De todas las torceduras ideológicas bolivarianas esa del fracaso parece ser la más consoladora
Una vez escuché a hablar a solas a Hugo Chávez. Fue durante una
entrevista que me concedió para El
Nacional de Caracas,
20 años atrás, una mañana especialmente lluviosa en que un edecán me condujo a
un corredor de La Casona, la residencia presidencial. Encontré al presidente un
poco adentrado en el césped de un jardín interior, de pie y de espaldas,
ensimismado, mirando a lo alto del cerro Ávila.
Acostumbrado yo a andar entre actores, sentí que flotaba algo reciente
en aquella rodaja palaciega de “soledad en público” que se me ofrecía: el
presidente componía impromptu un cuadro vivo para sensibilizar a la
prensa cuyo tema era la agobiante soledad de los imprescindibles.
Chávez fingió al fin percatarse de mi llegada y todo comenzó, cordial y
sosegadamente. No sé repreguntar: tal es mi punto flaco como entrevistador y,
en lugar de llevar una lista de preguntas difíciles, me dio por ofrecerle a
Chávez algunos temas y pedirle a aquel consumado charlatán ¡que elaborase sus
pareceres en torno a ellos!
Regresé a casa muy descontento de mi cortedad, pero me compensó la
vislumbre de que el entrevistado hubiese pretendido componer un cuadro
inequívocamente bolivariano. Que Chávez hubiese saltado dentro de una dicaz
figuración asociada a lo más broncíneo del culto del héroe, como quien salta
dentro de una bata para recibir, no ha dejado de inquietarme desde entonces.
Detengámonos en esa, su “fisicalidad”, para usar un término del Actor’s Studio. De estar yo en lo cierto, el presidente debió adoptarla a la carrera, calculando el efecto, corrigiendo este o aquel detalle del perfil, del atuendo, del semblante, etcétera. ¿En qué pensaba mientras tanto? En la Revolución, se nos dirá. En la Historia.
Los pensamientos son también “conducta interior”, afirman los
behavioristas radicales. Y hay razones para pensar que los de Chávez, como los
pensamientos del Robespierre de Anton Buchner, pudieron “vigilarse unos a
otros”. Para no especular, para acortar las distancias del error, quizá
convenga refinar el método y preguntar primero: “¿Le sucedió a alguna vez a
Chávez estar a solas alguna vez?”. A solas es cuando más fácilmente nos abate
la inescapable certeza del fracaso.
El fracaso, he ahí una palabra de indecible poder encantatorio para los
bolivarianos como Chávez. Esa aflicción de haber “arado en el mar”, ¿cómo
engastaba en el modelo de realidad que pudo hacerse Chávez cuando, por
equivocación, se quedaba a solas siquiera un instante con el fracaso?

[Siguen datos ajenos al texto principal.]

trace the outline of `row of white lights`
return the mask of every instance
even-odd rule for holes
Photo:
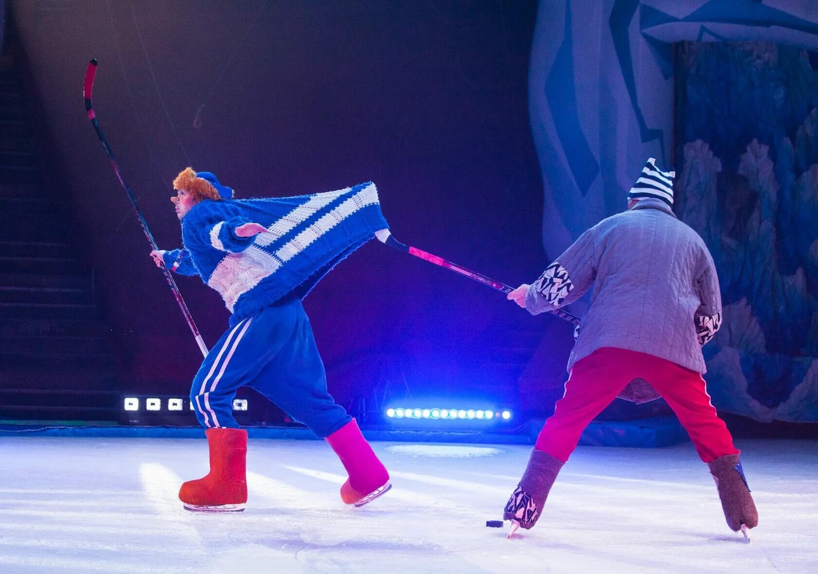
[[[168,410],[182,410],[184,403],[184,399],[168,399]],[[190,405],[191,410],[193,410],[192,401]],[[124,409],[125,410],[139,410],[139,398],[137,397],[126,397]],[[161,410],[162,399],[145,399],[145,410]],[[247,399],[233,399],[233,410],[247,410]]]
[[[390,419],[466,419],[490,420],[511,418],[510,410],[492,410],[491,409],[387,409],[386,416]]]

El fracaso de Bolívar: lo más suculento del bolivarianismo. De todas las
torceduras ideológicas bolivarianas esa del fracaso parece ser la más
consoladora: aporta una retórica y un modelo moral. Lo demás es marxismo
vulgar, teoría de la dependencia y del imperialismo.
La infatuación bolivariana con su fracaso brinda, en cambio, la ventaja
de sublimar la dictadura como filantropía del héroe que nos sojuzga para
salvarnos de nosotros mismos, para defender la revolución y rescatarla de los
desaprensivos, de los traidores y de los corruptos.
Nunca como al final de sus días había sonado Chávez tan bolivariano en
su mal disimulado descreimiento de la democracia. La lectura que, poco antes de
morir, hizo en su programa televisado de sus pasajes favoritos de El general en
su laberinto fue una extraordinaria experiencia de proyección: Chávez hizo suyas
las razones que tuvo Bolívar para optar por la dictadura. La pose de hacía años
en el jardín de La Casona no era del todo impostación fraudulenta.
Para desgracia de Chávez, esa traslación que hacía del Weltschmerz
romántico de la tragedia de Bolívar es insostenible hoy por una catastrófica
nulidad como Nicolás Maduro. Maduro es el fracaso sin puesta en escena.